Malcolm, Norman (1960), “Anselm'in Ontolojik Argümanları,” The
Philosophical Review, LXIX, s. 41-62.
Plantinga,
Alvin (1974), Gerekliliğin Doğası, Oxford, Clarendon Press.
Swinburne,
Richard (1977), Theism of Theism, Oxford, Clarendon Press.
Notlar
^Malcolm
(1960), s. 45-51, Hartshorne (1962), s. 50-52, Adams (1987), bölüm. 15,
Plantinga (1974), bölüm. 10 ve bazı niteliklerle birlikte Lewis (1970) ve
Mackie (1982), s. 55-63.
2
Ontolojik
argümanın modal versiyonunun olabilirlik öncülünü savunmak için benzer bir
ilkeye başvurmaya yönelik benzer bir itiraz için bkz. Lewis (1970), s. 182f.
3
Bu
örnek Richard Swinburne'un örneğidir. Swinburne'de (1977), s. 265 varsayımsal
bir argümandır ; ama eğer öyleyse, tartışacağım stratejilere benzer dolaylı
bir strateji izliyor demektir.
4
Belki de kavisli fiziksel uzayın metafiziksel olarak mümkün olduğu
hipotezini buluşsal açıdan ciddiye almak iyi bir fikirdi . Ancak bu,
bunun mümkün olduğuna varsayımsal gerekçelerle inanmaktan farklıdır.
5
Kozmolojik
argümanı Zorunlu bir Tanrı'nın olasılığına dair bir argüman olarak kullanma
fikri yeni değil. Bkz. Leibniz (G IV), s. 406 ve Hartshorne (1962), s. 52.
6
Teizme
yönelik bu tür argümanların da bir tarihi vardır. En eskisi olmasa da buna
ilişkin klasik metinlerden biri Leibniz'in Monadology'sinin 43 ve 44.
bölümleridir.
7
Bu
makaledeki bazı noktaların yararlı tartışması için meslektaşım Donald A.

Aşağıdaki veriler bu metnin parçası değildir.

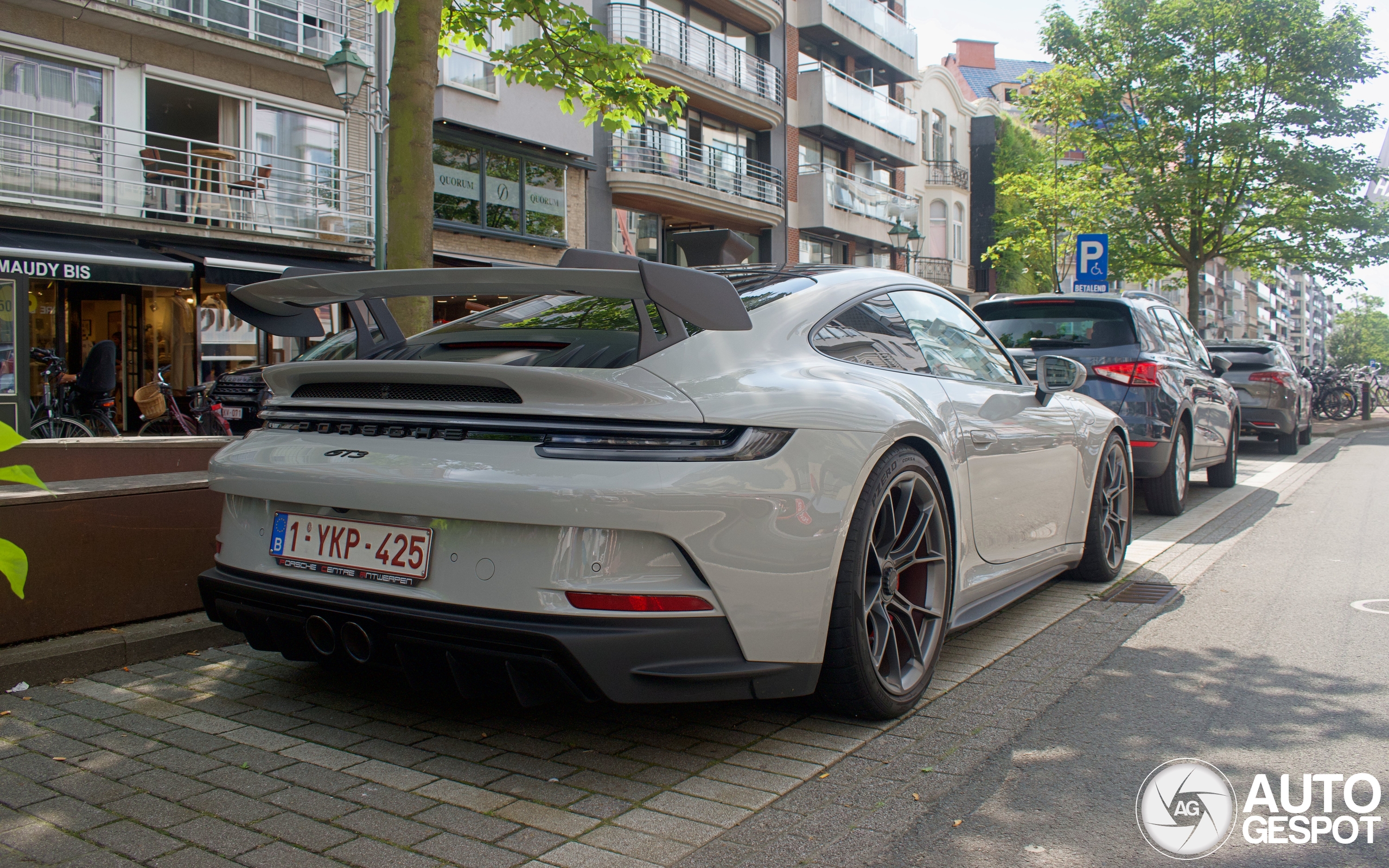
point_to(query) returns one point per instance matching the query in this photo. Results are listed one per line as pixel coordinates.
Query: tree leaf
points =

Martin'e borçluyum, ancak kendisi burada söylediğim hiçbir şeyden sorumlu
değildir.
http://www.jstor.org
- Sayfa 1 / 2 -
Aşağıdaki
makaleyi yazdırdınız:
Sempozyum Bildirileri, Yorumlar ve Özet: Karine ve
Tanrı'nın Zorunlu Varlığı
Robert Merrihew Adams
Noûs, Cilt. 22, No. 1, 1988 APA Merkezi Bölüm
Toplantıları. (Mart, 1988), s. 19-32.
Sabit
URL:
http://links.jstor.org/sici?sici=0029-4624%28198803%2922%3A1%3C19%3ASPCAAA%3E2.0.CO%3B2-H
Bu
makalede aşağıdaki bağlantılı alıntılara atıfta bulunulmaktadır. Makalelere
kampüs dışından erişmeye çalışıyorsanız, JSTOR'a erişmek için öncelikle
kütüphanenizin web sitesi üzerinden oturum açmanız gerekebilir. JSTOR'a uzaktan
erişim seçenekleri hakkında bilgi edinmek için lütfen kütüphanenizin web
sitesini ziyaret edin veya bir kütüphaneciyle iletişime geçin.
David
Lewis
Noûs,
Cilt.
4, No. 2. (Mayıs, 1970), s. 175-188.
Sabit
URL:
http://links.jstor.org/sici?sici=0029-4624%28197005%294%3A2%3C175%3AAAA%3E2.0.CO%3B2-P
Anselm'in Ontolojik Argümanları
Norman
Malcolm
Felsefi
İnceleme , Cilt. 69, No. 1. (Ocak, 1960), s. 41-62.
Sabit
URL:
http://links.jstor.org/sici?sici=0031-8108%28196001%2969%3A1%3C41%3AAOA%3E2.0.CO%3B2-H
1 Anselm'in
Ontolojik Argümanları
Norman
Malcolm
Felsefi
İnceleme , Cilt. 69, No. 1. (Ocak, 1960), s. 41-62.
Sabit
URL:
http://links.jstor.org/sici?sici=0031-8108%28196001%2969%3A1%3C41%3AAOA%3E2.0.CO%3B2-H
3B2-P
NOT:
Bu alıntı listesinde orijinaldeki referans numaralandırması
korunmuştur.
Not: Bazen Büyük Dosyaları tarayıcı açmayabilir...İndirerek okumaya Çalışınız.